Opinion
Constitution verte
ou pas...
Ahmed
Halfaoui
© Ahmed
Halfaoui
Mardi 18 décembre
2012
Que la
Constitution des Frères passe, comme il
semble bien au vu des décomptes des
bulletins des zones les plus
réfractaires au projet, ou qu'elle ne
passe pas au final, les Egyptiens vont
se retrouver, qu'ils le veuillent ou
non, face à leurs réalités. Sur ce
terrain, tout sera égal par ailleurs.
Avoir voté pour ou contre ne sera
d'aucune utilité. Pour les travailleurs,
les pauvres, les exclus, pour ces damnés
de la terre, ils n'auront pas pour
autant changé de camp. Même s'ils se
seront affrontés, en défense des Frères
ou contre les Frères, ils n'auront rien
changé au fait que la misère, qui peut
les envelopper, sera là à les attendre.
On a pu entendre certains, à la place Tahrir, tenter d'en parler, très peu
nombreux, presque inaudibles. Ceux-là
savaient que, par-delà le bruit et les
passions enflammées, le problème
fondamental était que les Frères
construisaient une légitimité religieuse
au système qui devait avoir été détruit
par la «révolution». Ces Frères – qui
ont lutté pour un Etat islamique
chimérique aux contours indéfinis et
qu'ils continuent de vendre aux millions
d'Egyptiens, qui continuent d'y voir la
réalisation du paradis sur terre – ont
beaucoup évolué et avaient fait preuve
de compromission avec Hosni Moubarak
dans sa politique de libéralisation de
l'économie.

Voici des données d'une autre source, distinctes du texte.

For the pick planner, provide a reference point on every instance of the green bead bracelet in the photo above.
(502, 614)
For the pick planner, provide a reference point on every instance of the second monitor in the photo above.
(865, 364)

Ce faisant, ils avaient
ouvertement soutenu les restructurations
économiques qui ont jeté à la rue des
centaines de milliers de salariés et se
sont démarqués des manifestations
populaires, des grèves ouvrières et de
toutes les luttes des
laissés-pour-compte, y compris du
soulèvement qui a conduit à la
conjoncture actuelle. Ils ont fait une
mue organique en sélectionnant leurs
membres parmi les couches moyennes et
les hommes d'affaires parés des
attributs «islamiques». La confrérie
confortait ainsi sa nature de
représentant des nantis, en conformité
avec la ligne qu'elle assumait contre le
«socialisme arabe» et le nationalisme de
Djamel Abdelnasser. Avec le soutien
manifeste des Etats-Unis et du camp
occidental, en général, qui croient que
le courant islamiste est une alternative
aux débordements possibles que porte en
germe la dynamique sociale, les Frères
n'ont pas tardé à donner le change, en
rassurant Israël et en offrant, en
perspective, une garantie aux marchés
que le mécontentement des masses
déshéritées sera mieux contenu en
protection de leurs intérêts. A ce
propos, le souvenir est présent de cette
pression des syndicalistes, des
nationalistes et des victimes des plans
de restructuration de la finance
internationale qui a poussé le Conseil
supérieur des forces armées (CSFA) à
renoncer aux prêts conditionnés du Fonds
monétaires international (FMI). Ce que
les Frères musulmans, alliés déclarés de
la continuité, de la stabilité du
système et partisans du respect des
accords internationaux passés, comptent
inverser, après avoir réussi à capter
les espérances et à encadrer une partie
de la grogne sociale. Cependant, si pour
le moment il est surtout question de la
stabilité du pays et de conflits de
pouvoir, les Egyptiens ont depuis
longtemps atteint le seuil du tolérable
en termes de pauvreté, alors qu'il n'y a
plus d'autres perspectives que
l'aggravation de la situation dans une
société profondément inégalitaire. Tôt
ou tard, si ce n'est pas en train de
couver, les Frères devront tomber leur
masque devant ceux qu'ils ont grugés.